The Cutie by Donald Westlake
Hard Case Crime Book of the Month
Donald Westlake Book for the Month!
I'm running low on time this month, so I am going to go for a two for one here, my Hard Case Crime and my Donald Westlake book for the month. This was the first Westlake novel published way back in 1960, and the first to hit the stands (are there still stands?) in the months after his death. It's the story of a organization man who gets caught up in finding The Cutie. No despite the red head loading the pistol on the cover, the Cutie is someone who thought that they were being cute when they left a passed out junkie next to a woman they had murdered, only the junkie woke up and got out of the scene ahead of the cops. I think I am making it more complex than it is, but it's a hell of a read, and knowing that it was Westlakes first published novel makes it well worth checking out.

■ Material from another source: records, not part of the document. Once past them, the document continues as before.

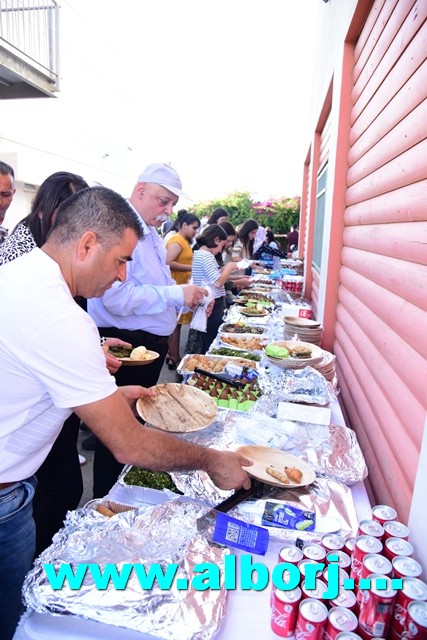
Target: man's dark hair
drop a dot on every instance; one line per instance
(96, 209)
(6, 169)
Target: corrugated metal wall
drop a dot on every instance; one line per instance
(381, 330)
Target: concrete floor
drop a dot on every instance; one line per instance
(166, 375)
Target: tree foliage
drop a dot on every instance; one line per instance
(278, 214)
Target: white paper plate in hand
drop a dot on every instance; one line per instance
(264, 457)
(177, 408)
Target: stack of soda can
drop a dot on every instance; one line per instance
(371, 603)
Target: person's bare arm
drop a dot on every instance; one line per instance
(111, 420)
(173, 251)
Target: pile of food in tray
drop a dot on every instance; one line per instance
(229, 395)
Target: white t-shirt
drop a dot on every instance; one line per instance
(50, 359)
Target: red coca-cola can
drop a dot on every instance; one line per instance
(339, 619)
(373, 563)
(312, 615)
(314, 551)
(412, 589)
(341, 558)
(394, 547)
(405, 567)
(292, 554)
(284, 611)
(332, 542)
(304, 563)
(363, 546)
(349, 544)
(370, 528)
(348, 635)
(416, 621)
(383, 513)
(342, 575)
(394, 529)
(376, 607)
(345, 598)
(318, 592)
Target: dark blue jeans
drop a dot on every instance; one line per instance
(17, 546)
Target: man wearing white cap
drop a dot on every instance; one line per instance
(142, 310)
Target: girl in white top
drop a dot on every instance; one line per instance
(206, 271)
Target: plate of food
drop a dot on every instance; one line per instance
(277, 468)
(293, 354)
(177, 408)
(246, 342)
(130, 356)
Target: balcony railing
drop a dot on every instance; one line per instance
(29, 32)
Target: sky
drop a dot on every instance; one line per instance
(221, 90)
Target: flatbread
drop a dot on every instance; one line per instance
(178, 408)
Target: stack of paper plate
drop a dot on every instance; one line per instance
(304, 329)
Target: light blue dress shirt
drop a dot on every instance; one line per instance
(148, 299)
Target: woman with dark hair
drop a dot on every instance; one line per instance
(244, 247)
(179, 258)
(207, 272)
(218, 216)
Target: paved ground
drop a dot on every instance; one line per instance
(166, 375)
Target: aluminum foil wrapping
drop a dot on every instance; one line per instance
(332, 451)
(329, 499)
(164, 534)
(295, 385)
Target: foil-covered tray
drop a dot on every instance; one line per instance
(164, 534)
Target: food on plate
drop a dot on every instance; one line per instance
(300, 352)
(215, 364)
(294, 474)
(105, 511)
(241, 327)
(278, 475)
(152, 479)
(250, 344)
(177, 408)
(274, 351)
(120, 351)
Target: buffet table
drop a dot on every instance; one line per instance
(248, 612)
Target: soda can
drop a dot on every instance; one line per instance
(284, 611)
(291, 554)
(348, 635)
(332, 542)
(339, 619)
(342, 575)
(311, 619)
(376, 607)
(313, 551)
(397, 547)
(412, 589)
(373, 563)
(363, 546)
(302, 566)
(345, 598)
(394, 529)
(405, 567)
(383, 513)
(416, 621)
(343, 561)
(370, 528)
(317, 593)
(349, 544)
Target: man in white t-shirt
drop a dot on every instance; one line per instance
(52, 364)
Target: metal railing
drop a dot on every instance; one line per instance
(29, 31)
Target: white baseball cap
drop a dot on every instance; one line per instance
(164, 175)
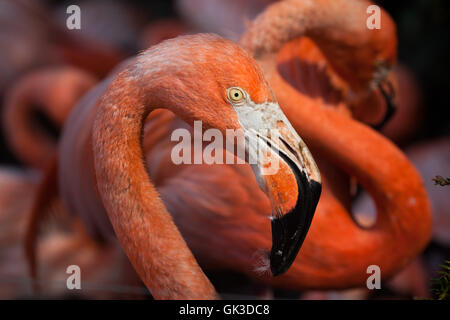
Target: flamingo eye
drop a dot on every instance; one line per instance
(235, 95)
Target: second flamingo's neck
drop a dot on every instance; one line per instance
(403, 225)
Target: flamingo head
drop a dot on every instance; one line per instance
(214, 80)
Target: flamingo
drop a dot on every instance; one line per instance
(139, 218)
(343, 247)
(53, 91)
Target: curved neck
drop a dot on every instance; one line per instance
(337, 27)
(141, 221)
(403, 226)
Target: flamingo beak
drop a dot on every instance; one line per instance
(290, 222)
(286, 171)
(294, 187)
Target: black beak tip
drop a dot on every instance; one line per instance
(289, 231)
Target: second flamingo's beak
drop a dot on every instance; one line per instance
(287, 173)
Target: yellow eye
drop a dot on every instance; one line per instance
(235, 95)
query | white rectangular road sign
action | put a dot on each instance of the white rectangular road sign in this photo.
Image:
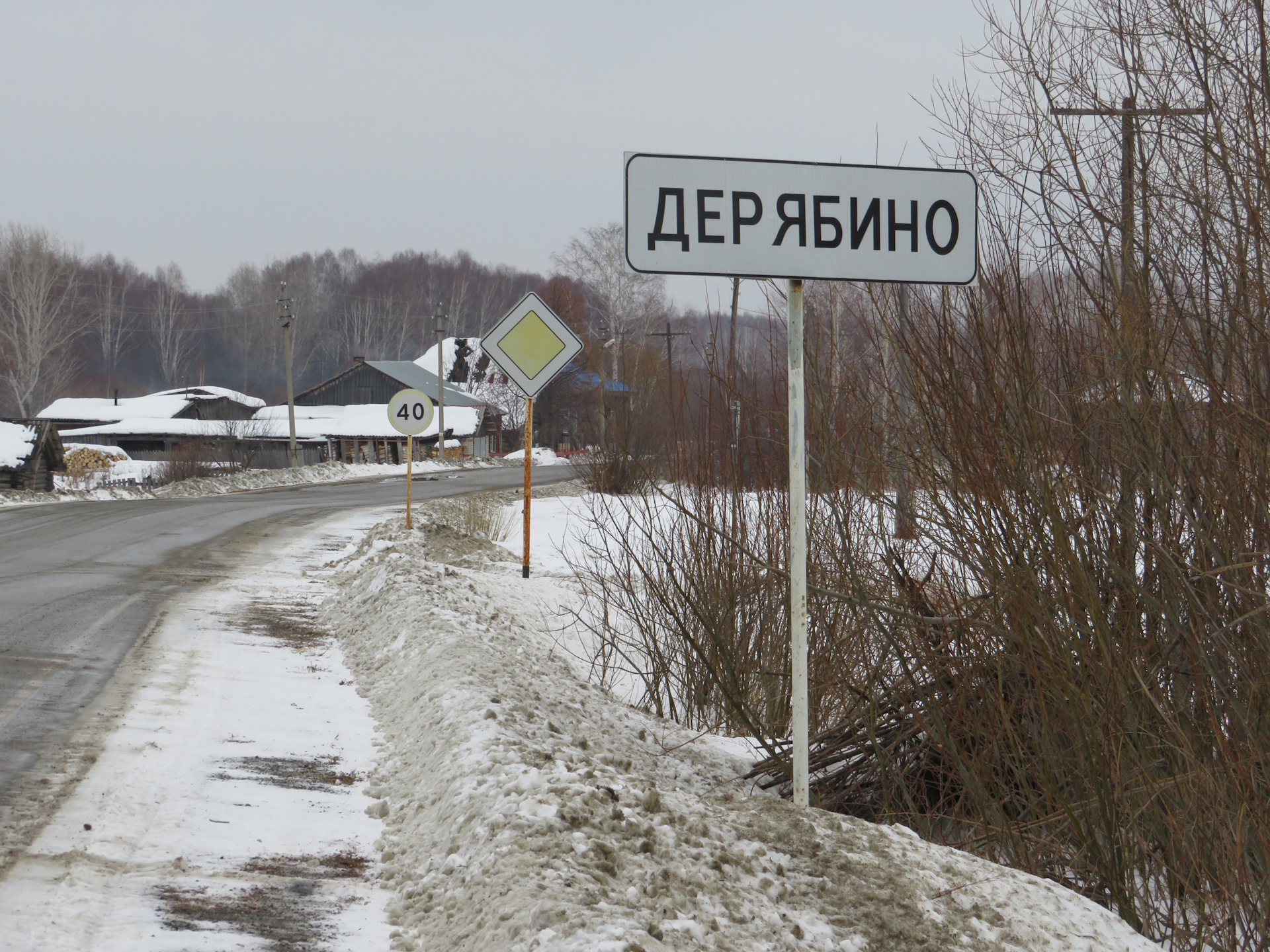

Note: Tarot Card Book Marks? I have a really lame deck of Tarot cards that I pulled off a free cart at the Friends of the Ann Arbor District Library sale a couple of months back, and I started using them as book marks for giggles mostly. I just pull a card at random from the deck, make note of it, and when I am done it goes in the discard pile. Sometimes the card ends up to have a relation to the book in questions, sometimes not. This month I had several books where I didn't have the cards as bookmarks, this was mostly due to the fact that I have been moving and everything was in disarray and I didn't always have the cards handy. A couple of the books were also inter-library loans, and I tend to use the paperwork that comes with those as bookmarks.
p.s. I am half wake as I write this let me know if something didn't make sense or I really screwed up the grammar

1 comment:

pattinase (abbott) said...

Just loved the MacDonald books. Travis' appeal is hard to surpass.